Some kids love bugs. Some kids…not so much. What I find so amazing is the power of our thoughts.
The other day, a new student (second time in class) was asked to harvest beans. We learned the first time Jack was in program that he had a terrible fear of all things bug. Now, of course we have a horrible infestation of Mexican Bean Beetles. (Small digression: Why do I say “of course?” Only because the bean beetle is number 12 on our list of “14 Bad Bugs” that our garden has endured this summer.)
Back to the moment: I was working with a few students near the shed when Jack came towards me, his gait a mix of walking and running. As he got closer I noticed his lips moving and even closer, I heard him repeating “I can do it, I can do it, I can do it.” I asked Jack what was going on and he told me urgently that he needed gloves. It clicked for me that Jack had just discovered that the beans he was about to harvest had also become a hot spot for bean beetles. Rather than give up and go “screaming into the night,” (slight exaggeration and not the norm in the garden) Jack was encouraged by staff to grab a pair of gloves and try to keep working.
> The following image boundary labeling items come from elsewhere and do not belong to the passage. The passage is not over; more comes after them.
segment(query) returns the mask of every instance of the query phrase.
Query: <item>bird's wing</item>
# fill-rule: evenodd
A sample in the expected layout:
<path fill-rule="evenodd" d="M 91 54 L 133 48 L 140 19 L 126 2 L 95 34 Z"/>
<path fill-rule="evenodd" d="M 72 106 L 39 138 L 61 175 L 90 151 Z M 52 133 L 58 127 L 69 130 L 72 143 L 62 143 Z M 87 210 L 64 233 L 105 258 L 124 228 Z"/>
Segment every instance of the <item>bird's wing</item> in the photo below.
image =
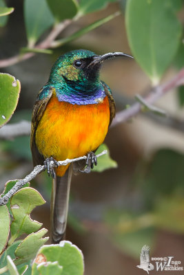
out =
<path fill-rule="evenodd" d="M 110 103 L 110 124 L 109 126 L 110 126 L 111 122 L 113 120 L 113 118 L 114 118 L 115 115 L 116 115 L 116 105 L 115 105 L 115 102 L 113 98 L 112 94 L 112 91 L 109 87 L 108 85 L 107 85 L 106 83 L 105 83 L 105 82 L 101 81 L 104 89 L 105 89 L 105 94 L 108 96 L 108 100 L 109 100 L 109 103 Z"/>
<path fill-rule="evenodd" d="M 48 90 L 47 96 L 43 96 L 42 99 L 39 99 L 40 94 L 43 93 L 43 89 L 41 89 L 39 93 L 38 99 L 37 100 L 33 107 L 31 124 L 30 147 L 34 166 L 38 164 L 42 164 L 44 160 L 43 155 L 39 153 L 37 147 L 35 142 L 35 134 L 38 124 L 45 111 L 47 104 L 51 98 L 52 92 L 53 89 L 50 89 Z"/>
<path fill-rule="evenodd" d="M 150 250 L 147 245 L 144 245 L 143 247 L 140 255 L 141 265 L 150 263 Z"/>

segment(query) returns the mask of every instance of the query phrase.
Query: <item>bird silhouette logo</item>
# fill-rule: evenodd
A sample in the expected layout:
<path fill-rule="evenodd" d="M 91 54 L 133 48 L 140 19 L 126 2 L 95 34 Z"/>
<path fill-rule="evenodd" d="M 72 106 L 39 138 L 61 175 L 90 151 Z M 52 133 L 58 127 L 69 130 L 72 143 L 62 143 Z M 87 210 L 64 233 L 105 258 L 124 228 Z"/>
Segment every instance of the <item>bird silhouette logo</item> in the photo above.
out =
<path fill-rule="evenodd" d="M 154 265 L 150 261 L 150 248 L 147 245 L 144 245 L 141 249 L 140 255 L 140 265 L 136 265 L 139 268 L 142 268 L 149 274 L 149 271 L 154 269 Z"/>

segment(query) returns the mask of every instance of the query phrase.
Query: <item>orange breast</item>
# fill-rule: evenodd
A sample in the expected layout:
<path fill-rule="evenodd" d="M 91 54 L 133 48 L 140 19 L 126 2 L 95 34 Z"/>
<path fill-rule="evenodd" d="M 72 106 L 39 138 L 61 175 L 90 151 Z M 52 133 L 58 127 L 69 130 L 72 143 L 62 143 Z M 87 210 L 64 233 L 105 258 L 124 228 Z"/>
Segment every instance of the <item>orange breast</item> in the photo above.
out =
<path fill-rule="evenodd" d="M 95 150 L 104 140 L 110 122 L 110 107 L 106 96 L 101 103 L 76 105 L 50 98 L 38 125 L 36 144 L 46 158 L 72 159 Z M 67 166 L 57 169 L 64 175 Z"/>

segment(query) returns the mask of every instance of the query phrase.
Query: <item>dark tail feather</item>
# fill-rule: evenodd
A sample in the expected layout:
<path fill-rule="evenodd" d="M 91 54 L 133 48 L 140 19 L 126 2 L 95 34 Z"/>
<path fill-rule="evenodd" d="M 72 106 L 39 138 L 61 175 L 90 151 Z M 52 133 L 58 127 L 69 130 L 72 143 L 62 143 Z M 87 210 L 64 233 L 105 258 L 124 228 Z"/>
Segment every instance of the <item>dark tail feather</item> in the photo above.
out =
<path fill-rule="evenodd" d="M 72 165 L 63 177 L 53 179 L 51 202 L 52 243 L 59 243 L 65 239 Z"/>

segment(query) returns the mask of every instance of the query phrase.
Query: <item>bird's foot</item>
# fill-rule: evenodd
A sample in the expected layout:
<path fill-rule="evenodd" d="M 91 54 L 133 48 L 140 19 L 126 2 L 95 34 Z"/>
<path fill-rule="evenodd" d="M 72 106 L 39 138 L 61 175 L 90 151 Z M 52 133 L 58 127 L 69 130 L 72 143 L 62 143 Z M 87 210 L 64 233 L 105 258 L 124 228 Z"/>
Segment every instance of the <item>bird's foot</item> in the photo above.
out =
<path fill-rule="evenodd" d="M 52 162 L 53 164 L 57 167 L 58 167 L 57 161 L 56 160 L 54 160 L 54 157 L 48 157 L 45 160 L 44 160 L 44 162 L 43 162 L 44 170 L 47 169 L 48 175 L 49 176 L 51 175 L 51 177 L 53 179 L 54 179 L 56 177 L 56 173 L 55 173 L 54 167 L 50 166 L 51 162 Z"/>
<path fill-rule="evenodd" d="M 80 170 L 80 172 L 86 173 L 88 174 L 91 172 L 91 169 L 93 168 L 94 165 L 97 165 L 97 157 L 94 153 L 88 153 L 85 164 L 87 166 L 83 170 Z"/>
Jack used a powerful coping tool: self-talk. And it worked.
Sometimes we are our own worst enemies. The track inside our minds might not be filled with the most positive thoughts or feelings about ourselves, our surroundings, our lives. But, by using mantras, affirmations, positive self-talk, whatever you want to call it, we can change how we perceive ourselves, our situations, our lives. It allowed Jack to move past his fear of bugs, harvest (and eat) some really delicious string beans and have a positive experience participating in class and being part of a group. Good moment.